The long and grinding wheels of justice are finally about to find fruition in court, as literary editor Sam Leith reports on his blog for the Daily Telegraph. Back in 1994, Stu Silverstein decided to put together a miscellany of Dorothy Parker‘s uncollected verse. He selects and edits the book himself, gives untitled poems titles and does all the other things associated with editing a volume of poetry. After a round of submission to publishers, Penguin‘s offer comes in at $2000 and unsatisfied, Silverstein goes with Scribner. The book is published as NOT MUCH FUN.

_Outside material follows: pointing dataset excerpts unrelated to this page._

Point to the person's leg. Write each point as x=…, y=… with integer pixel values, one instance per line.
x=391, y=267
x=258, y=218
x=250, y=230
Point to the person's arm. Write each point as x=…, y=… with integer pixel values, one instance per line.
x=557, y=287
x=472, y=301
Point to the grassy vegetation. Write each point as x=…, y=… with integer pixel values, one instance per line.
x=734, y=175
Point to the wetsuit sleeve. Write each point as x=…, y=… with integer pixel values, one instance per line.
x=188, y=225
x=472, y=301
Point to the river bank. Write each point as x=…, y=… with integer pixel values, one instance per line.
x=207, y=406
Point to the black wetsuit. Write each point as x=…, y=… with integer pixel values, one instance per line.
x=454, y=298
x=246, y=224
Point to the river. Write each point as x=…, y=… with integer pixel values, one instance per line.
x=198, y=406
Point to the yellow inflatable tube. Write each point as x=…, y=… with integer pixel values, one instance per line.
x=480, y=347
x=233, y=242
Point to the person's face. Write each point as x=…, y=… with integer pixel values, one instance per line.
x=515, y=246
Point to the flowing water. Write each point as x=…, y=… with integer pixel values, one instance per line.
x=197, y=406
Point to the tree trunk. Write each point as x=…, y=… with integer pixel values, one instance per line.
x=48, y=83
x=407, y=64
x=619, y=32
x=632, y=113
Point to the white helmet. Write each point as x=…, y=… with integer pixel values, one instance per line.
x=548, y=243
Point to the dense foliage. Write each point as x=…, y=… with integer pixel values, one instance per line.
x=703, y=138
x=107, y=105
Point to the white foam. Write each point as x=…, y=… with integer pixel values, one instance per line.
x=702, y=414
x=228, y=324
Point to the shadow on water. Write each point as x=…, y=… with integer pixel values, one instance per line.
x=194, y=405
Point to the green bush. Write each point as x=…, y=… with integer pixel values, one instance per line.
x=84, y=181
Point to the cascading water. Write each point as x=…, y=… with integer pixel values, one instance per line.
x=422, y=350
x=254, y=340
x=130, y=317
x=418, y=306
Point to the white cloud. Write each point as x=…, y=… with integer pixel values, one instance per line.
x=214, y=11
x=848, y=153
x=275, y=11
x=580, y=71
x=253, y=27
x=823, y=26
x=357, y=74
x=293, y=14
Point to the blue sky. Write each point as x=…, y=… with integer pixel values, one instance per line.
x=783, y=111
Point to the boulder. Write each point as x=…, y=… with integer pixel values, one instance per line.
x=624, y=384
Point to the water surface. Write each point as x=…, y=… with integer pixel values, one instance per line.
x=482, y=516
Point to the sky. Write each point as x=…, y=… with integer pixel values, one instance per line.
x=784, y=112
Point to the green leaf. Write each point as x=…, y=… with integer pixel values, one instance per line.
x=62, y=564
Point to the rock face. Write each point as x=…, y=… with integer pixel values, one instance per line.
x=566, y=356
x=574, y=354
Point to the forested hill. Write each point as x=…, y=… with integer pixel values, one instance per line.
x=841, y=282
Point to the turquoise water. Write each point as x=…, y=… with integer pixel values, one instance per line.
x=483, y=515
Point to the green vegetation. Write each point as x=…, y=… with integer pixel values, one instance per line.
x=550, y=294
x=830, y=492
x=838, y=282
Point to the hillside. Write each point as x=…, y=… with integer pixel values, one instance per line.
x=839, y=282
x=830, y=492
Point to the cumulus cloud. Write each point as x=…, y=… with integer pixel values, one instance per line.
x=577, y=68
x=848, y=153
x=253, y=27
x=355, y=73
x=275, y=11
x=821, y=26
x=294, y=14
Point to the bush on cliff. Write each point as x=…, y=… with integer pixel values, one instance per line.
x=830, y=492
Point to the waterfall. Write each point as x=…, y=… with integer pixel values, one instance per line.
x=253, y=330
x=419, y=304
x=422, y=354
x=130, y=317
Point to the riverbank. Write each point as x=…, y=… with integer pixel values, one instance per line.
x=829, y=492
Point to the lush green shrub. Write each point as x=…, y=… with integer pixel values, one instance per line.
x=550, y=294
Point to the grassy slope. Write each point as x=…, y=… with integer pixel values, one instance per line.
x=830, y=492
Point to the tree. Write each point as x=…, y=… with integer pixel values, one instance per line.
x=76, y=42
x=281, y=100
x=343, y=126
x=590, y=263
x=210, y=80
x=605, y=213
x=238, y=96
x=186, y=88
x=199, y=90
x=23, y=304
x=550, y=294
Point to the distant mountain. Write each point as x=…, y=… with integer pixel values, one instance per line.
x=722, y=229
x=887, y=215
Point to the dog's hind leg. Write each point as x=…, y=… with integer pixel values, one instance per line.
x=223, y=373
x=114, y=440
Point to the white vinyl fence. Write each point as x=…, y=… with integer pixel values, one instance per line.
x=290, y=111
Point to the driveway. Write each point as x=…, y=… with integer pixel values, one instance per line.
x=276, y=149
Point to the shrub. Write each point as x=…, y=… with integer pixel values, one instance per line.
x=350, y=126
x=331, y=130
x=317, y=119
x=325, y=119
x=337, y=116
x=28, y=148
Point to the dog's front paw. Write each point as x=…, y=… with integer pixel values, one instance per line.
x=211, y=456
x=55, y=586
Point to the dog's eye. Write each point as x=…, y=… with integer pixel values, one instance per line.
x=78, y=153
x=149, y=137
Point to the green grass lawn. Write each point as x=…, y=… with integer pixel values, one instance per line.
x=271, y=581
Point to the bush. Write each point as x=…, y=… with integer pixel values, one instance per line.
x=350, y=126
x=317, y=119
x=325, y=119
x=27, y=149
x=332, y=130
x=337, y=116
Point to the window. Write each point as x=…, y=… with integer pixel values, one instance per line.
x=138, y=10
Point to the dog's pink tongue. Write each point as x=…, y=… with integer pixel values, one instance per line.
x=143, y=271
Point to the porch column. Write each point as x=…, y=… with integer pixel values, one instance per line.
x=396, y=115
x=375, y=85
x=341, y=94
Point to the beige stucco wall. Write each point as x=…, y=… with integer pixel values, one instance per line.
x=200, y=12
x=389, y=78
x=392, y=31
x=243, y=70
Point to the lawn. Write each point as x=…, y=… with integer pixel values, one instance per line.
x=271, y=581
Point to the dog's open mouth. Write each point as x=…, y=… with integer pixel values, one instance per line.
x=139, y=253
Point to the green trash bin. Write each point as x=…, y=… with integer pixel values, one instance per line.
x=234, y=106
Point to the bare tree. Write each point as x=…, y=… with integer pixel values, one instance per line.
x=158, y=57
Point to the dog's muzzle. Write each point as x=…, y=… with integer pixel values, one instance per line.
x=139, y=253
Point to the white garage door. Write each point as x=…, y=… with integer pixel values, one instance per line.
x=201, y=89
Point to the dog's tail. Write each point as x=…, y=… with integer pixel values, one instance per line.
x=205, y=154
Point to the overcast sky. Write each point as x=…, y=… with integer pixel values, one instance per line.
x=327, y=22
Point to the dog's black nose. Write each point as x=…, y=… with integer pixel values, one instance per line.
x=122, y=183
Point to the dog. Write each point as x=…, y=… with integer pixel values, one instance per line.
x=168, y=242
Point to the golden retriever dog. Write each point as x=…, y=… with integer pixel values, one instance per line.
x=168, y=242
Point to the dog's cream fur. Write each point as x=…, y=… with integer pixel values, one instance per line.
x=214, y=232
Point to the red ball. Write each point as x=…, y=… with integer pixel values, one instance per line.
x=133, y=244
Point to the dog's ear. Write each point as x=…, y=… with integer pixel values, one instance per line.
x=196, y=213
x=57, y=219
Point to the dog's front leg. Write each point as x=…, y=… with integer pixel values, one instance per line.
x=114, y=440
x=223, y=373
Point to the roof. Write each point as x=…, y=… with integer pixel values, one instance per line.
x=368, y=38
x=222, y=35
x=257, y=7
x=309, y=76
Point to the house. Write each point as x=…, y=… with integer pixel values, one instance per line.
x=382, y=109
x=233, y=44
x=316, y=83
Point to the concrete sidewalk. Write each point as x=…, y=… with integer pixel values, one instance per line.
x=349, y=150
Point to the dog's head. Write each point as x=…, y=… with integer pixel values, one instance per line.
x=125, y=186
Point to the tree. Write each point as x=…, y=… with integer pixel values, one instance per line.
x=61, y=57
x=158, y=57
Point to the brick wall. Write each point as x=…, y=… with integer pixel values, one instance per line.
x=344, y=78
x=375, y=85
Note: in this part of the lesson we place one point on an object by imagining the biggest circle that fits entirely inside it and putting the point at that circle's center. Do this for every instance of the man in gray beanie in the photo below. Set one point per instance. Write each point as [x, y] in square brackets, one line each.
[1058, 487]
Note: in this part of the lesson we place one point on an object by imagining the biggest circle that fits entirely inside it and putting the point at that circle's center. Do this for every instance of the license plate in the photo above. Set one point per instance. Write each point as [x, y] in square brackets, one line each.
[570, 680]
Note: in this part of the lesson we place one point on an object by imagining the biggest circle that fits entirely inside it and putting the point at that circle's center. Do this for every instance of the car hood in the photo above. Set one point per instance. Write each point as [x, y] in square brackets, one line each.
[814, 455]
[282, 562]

Which is an apt descriptor of what happens next, for when Penguin’s Complete Poems of Dorothy Parker appears, the Uncollected section is essentially a verbatim copy of Silverstein’s book – down to editing errors and the titles he gave untitled poems. There’s not a whisper of attribution, either, says Leith, even though one of Penguin’s editors later tells the court she, quite literally, photocopied NOT MUCH FUN in preparing Penguin’s edition. A lawsuit is filed, and there’s much back and forth over the next 13 years, with Silverstein winning most of the battles but losing the most recent in the Court of Appeals.

And so, on July 17 at the Daniel Patrick Moynihan Federal Courthouse here in Manhattan, Silverstein will indeed have his day in court as his lawyers and Penguin’s face off in front of Judge John F. Keenan.